Il ne restait plus aux « résistants », légitimes ou squatters, qu’à se donner les moyens de réaliser leur rêve : celui de se soustraire aux aléas de la spéculation foncière en devenant collectivement propriétaires et gestionnaires des 6 300 hectares qu’ils avaient sauvés. Et ce alors que la droite locale et nationale ainsi qu’une partie des médias se déchaînaient à leur encontre, à l’instar du député RPR de Millau, expliquant que les paysans allaient « installer un kolkhoze avec l’argent des Français ».
Quinze jours après l’élection présidentielle, avant l’annonce officielle du retrait du projet, quatre militants du Larzac, dont l’un des squatters, José Bové, avaient été reçus à Matignon, à l’Élysée, puis par le ministre de la Défense, Charles Hernu, ardent défenseur de l’extension du camp. Mais, quelques jours après l’arrivée au pouvoir des socialistes, le Premier ministre, Pierre Mauroy, avait nommé un conseiller spécial chargé de préparer la sortie de crise. Il s’agissait de Louis Joinet, un jeune juriste ayant participé à la création du Syndicat de la magistrature. Pour débloquer et accélérer les premières négociations hésitantes, les représentants des « 103 » – les paysans menacés par l’extension du camp – durent brandir la menace d’une grève de la faim devant l’Élysée. Les pourparlers aboutirent ainsi, en avril 1985, à la création de la Société civile des terres du Larzac (SCTL), pour la libre gestion des 6 300 hectares accordée aux anciens comme aux nouveaux paysans. Un bail emphytéotique que le ministre de l’Agriculture de François Hollande, Stéphane Le Foll, a prolongé en juillet 2013, et ce jusqu’à 2084. Cette surface s’ajoutait au millier d’hectares récupéré par les trois sociétés civiles de gestion du Groupement foncier agricole (GFA) du Larzac, lesquelles avaient entrepris, dès 1973, de racheter progressivement des terres et des fermes autour du camp militaire pour bloquer les expropriations lancées par la Défense afin de les attribuer au camp militaire.

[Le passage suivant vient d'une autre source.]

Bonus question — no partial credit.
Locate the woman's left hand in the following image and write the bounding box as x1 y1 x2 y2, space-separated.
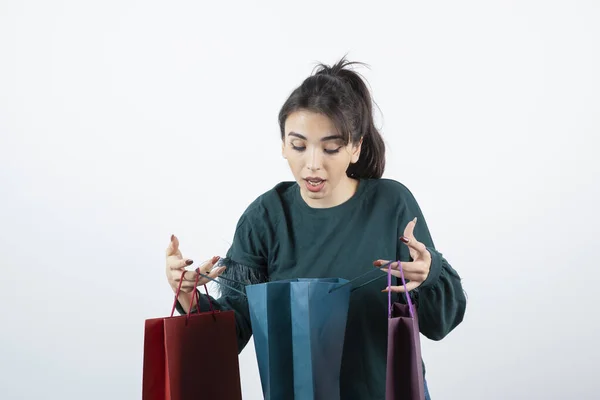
373 218 431 292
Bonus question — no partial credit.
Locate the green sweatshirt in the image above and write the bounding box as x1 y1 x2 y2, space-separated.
178 179 466 400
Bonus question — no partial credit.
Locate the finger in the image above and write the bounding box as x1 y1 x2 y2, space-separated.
167 256 194 270
172 270 196 285
380 261 426 276
196 256 221 274
167 235 181 256
373 260 398 270
382 269 427 282
400 236 429 259
382 282 421 293
404 217 417 239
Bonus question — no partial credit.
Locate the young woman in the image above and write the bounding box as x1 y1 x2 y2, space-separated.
167 59 466 400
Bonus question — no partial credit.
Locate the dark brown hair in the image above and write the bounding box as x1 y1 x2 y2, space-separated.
279 57 385 179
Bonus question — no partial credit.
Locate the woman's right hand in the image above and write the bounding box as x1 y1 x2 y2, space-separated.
166 235 225 300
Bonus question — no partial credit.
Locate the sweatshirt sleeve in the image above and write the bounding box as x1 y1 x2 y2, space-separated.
398 188 466 341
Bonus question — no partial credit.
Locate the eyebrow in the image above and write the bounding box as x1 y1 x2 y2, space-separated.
288 132 344 142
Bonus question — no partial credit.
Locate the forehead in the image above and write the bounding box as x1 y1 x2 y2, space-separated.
285 110 339 140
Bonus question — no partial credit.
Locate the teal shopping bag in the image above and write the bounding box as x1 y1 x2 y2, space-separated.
246 278 351 400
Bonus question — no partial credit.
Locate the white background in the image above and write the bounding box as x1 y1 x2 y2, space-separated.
0 0 600 400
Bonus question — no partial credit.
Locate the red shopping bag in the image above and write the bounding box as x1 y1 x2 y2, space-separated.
385 261 425 400
142 274 242 400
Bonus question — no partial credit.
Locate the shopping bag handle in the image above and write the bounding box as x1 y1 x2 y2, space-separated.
171 270 216 319
387 260 415 318
329 261 393 293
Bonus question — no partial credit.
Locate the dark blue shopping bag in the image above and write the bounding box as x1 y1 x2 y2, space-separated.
246 278 351 400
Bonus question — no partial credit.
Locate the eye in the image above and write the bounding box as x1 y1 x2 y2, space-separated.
325 146 342 154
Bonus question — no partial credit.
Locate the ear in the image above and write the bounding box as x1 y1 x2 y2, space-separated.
350 138 363 164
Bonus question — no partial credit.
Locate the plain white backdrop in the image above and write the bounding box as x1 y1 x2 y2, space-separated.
0 0 600 400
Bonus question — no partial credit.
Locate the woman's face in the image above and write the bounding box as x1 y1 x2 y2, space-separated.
282 110 360 208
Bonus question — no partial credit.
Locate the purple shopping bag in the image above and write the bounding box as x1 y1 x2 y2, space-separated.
385 261 425 400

« S’il a fallu quatre ans pour parvenir à une solution satisfaisante, même si nous n’avons pas obtenu la généralisation de notre modèle, c’est parce que le temps du droit n’est pas le temps politique et qu’il fallait résoudre de nombreux problèmes. Les services de l’État ne comprenaient pas qu’on laisse les paysans libres de gérer eux-mêmes la terre, et qu’il n’y aurait plus de propriétaires, mais simplement des paysans locataires de la SCTL », explique José Bové.
Dans cet épineux dossier, il fallait, entre autres, sortir de l’imbroglio de l’expropriation et identifier, sur les 450 propriétaires concernés, ceux qui souhaitaient reprendre leur bien. Plus complexe encore : attribuer un statut aux squatters désireux de devenir paysans au Larzac, régler leur situation vis-à-vis de la Safer [1] et de la Mutualité sociale agricole (MSA), définir leurs droits aux prêts du Crédit agricole. La solution fut d’accorder à ces occupants sans titre un bail d’un an renouvelable, avant qu’un accord définitif soit trouvé avec les « 103 ».
Ce ne fut pas une sinécure. D’abord avec Édith Cresson, ministre de l’Agriculture, puis avec Michel Rocard, qui prit la suite. Ce dernier facilita l’adoption de la solution rédigée par Louis Joinet, dont la teneur juridique avait été préparée conjointement par une équipe de paysans incluant José Bové. Dans les faits, peu d’obstacles politiques mais nombre de freins avancés par l’administration sur des bases très théoriques, arguant « qu’il n’y avait pas de précédent. »
Les occupants de Notre-Dame-des-Landes pourraient donc se prévaloir d’un précédent et de procédures qui ont réglé le bourbier du Larzac. Mais la situation y est différente. Non seulement parce que la surface disponible (1 600 hectares) est moindre, mais aussi parce que 800 hectares ont été achetés par un conseil départemental socialiste favorable à l’aéroport. Enfin, nul ne connaît aujourd’hui les intentions des expropriés ni celles des zadistes.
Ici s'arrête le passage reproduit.